This is the time of year for predictions. The broad consensus of stock market
predictions a year ago was that the S & P 500 Stock Index might be up a small
percentage at best, following a near 12% rise in 2016. For the year just ended, the
index was up 21.8%. So much for predictions! Fifty years ago, John Detmer, my
mentor, told me that a market prognosticator has as much chance of being right as a
coin flipper. Over my career, he has proven to be right. Yet, we all (including me)
read and listen to the predictions of “gurus” with interest. While these forecasts are
entertaining, they can be quite detrimental to long term investment performance if
we act on them, no matter how convincingly they are presented.

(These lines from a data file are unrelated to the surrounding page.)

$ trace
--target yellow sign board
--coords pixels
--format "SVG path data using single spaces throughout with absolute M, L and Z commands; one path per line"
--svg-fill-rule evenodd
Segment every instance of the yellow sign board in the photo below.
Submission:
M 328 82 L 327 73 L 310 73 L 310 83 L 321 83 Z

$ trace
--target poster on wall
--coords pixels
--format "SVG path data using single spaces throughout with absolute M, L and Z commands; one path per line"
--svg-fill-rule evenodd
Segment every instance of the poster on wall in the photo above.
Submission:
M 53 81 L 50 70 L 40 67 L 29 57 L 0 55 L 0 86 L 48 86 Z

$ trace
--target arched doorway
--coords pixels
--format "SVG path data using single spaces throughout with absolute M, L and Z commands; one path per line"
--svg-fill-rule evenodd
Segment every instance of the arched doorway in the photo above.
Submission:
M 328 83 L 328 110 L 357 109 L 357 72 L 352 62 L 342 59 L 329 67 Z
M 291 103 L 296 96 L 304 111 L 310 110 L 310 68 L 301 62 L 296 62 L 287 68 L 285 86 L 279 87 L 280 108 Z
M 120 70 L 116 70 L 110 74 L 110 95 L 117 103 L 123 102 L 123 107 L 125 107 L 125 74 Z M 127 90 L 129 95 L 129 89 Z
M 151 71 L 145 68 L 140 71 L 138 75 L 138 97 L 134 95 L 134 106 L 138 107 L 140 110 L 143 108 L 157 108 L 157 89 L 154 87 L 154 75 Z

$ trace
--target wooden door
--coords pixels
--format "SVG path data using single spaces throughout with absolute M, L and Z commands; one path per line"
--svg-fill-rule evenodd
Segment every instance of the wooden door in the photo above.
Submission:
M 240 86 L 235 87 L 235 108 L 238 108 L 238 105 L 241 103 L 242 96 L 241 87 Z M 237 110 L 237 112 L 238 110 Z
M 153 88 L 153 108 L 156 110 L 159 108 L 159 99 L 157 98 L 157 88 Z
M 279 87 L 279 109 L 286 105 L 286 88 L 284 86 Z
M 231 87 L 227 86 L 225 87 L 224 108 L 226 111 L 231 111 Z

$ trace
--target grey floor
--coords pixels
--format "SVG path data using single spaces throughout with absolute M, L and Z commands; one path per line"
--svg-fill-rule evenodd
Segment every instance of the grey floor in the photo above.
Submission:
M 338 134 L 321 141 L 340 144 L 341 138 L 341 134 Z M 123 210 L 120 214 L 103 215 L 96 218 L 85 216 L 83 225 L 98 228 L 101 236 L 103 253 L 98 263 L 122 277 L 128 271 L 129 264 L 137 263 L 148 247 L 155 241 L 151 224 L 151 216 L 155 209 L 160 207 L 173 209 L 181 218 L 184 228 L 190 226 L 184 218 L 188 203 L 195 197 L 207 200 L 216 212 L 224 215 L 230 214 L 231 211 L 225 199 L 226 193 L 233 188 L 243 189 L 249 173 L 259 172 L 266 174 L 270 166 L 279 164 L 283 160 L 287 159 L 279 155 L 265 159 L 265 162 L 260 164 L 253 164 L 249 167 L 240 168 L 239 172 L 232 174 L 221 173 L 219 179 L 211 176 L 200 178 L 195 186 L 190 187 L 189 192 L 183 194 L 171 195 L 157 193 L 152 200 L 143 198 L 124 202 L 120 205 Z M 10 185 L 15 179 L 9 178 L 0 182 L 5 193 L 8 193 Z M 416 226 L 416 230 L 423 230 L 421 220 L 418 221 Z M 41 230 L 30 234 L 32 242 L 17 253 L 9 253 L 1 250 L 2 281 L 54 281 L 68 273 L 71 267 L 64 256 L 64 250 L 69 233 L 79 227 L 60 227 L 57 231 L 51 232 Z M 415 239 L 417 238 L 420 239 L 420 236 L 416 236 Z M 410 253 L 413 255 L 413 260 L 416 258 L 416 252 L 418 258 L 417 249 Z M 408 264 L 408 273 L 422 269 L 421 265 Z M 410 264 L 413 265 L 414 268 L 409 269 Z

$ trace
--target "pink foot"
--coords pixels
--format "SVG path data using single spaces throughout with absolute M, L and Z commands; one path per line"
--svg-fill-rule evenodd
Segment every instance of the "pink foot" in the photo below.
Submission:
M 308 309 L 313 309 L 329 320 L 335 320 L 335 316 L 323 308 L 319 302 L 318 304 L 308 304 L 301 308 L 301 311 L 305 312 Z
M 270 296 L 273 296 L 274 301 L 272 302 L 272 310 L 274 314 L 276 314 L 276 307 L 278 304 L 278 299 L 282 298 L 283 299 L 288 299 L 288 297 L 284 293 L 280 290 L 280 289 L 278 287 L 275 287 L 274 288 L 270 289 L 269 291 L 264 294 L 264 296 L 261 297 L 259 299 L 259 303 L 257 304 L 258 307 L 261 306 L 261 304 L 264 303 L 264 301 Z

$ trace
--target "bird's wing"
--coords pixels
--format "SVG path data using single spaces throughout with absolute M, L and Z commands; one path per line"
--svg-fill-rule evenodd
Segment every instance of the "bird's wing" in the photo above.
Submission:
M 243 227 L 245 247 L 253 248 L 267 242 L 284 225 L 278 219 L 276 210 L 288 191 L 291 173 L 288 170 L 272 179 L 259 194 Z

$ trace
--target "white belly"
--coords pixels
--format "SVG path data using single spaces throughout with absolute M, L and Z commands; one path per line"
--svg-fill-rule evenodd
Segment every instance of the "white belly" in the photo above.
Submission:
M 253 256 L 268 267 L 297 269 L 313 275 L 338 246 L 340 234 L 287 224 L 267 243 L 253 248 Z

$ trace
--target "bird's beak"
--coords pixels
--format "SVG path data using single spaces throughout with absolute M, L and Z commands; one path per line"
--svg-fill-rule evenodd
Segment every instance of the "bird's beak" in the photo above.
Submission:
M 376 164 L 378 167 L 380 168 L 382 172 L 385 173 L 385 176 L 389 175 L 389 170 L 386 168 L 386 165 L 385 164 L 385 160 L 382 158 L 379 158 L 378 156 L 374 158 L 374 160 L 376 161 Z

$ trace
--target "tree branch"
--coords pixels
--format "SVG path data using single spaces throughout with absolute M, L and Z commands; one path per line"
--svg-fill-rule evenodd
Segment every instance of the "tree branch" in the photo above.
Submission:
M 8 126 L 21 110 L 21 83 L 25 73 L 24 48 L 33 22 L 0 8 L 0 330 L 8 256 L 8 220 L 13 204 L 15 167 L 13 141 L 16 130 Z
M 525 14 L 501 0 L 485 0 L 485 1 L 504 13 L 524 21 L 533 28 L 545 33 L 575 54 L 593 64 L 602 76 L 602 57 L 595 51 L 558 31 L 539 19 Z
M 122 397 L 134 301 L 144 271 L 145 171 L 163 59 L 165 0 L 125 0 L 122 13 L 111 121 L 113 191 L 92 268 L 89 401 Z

Morgan Stanley did a study in 2015 showing that the return on the S & P 500 Index
for the 25 year period 1990 – 2015 was 9.2%. However, if one missed the best 45
days during that period the return was 0.4%. In addition, the good days and good
years seemed to come when least expected.
To me, the message is clear. Unless you get lucky like the coin flipper who calls it
right three times in a row, you have to stay invested to earn the return that equities
have to offer. You can’t afford to miss those 45 “best days” and there is no way to
predict them. For my part, I will continue to listen to the predictions for
entertainment, but spend my time looking for stocks that will create long term
value, if they are held through those unpredictable market cycles.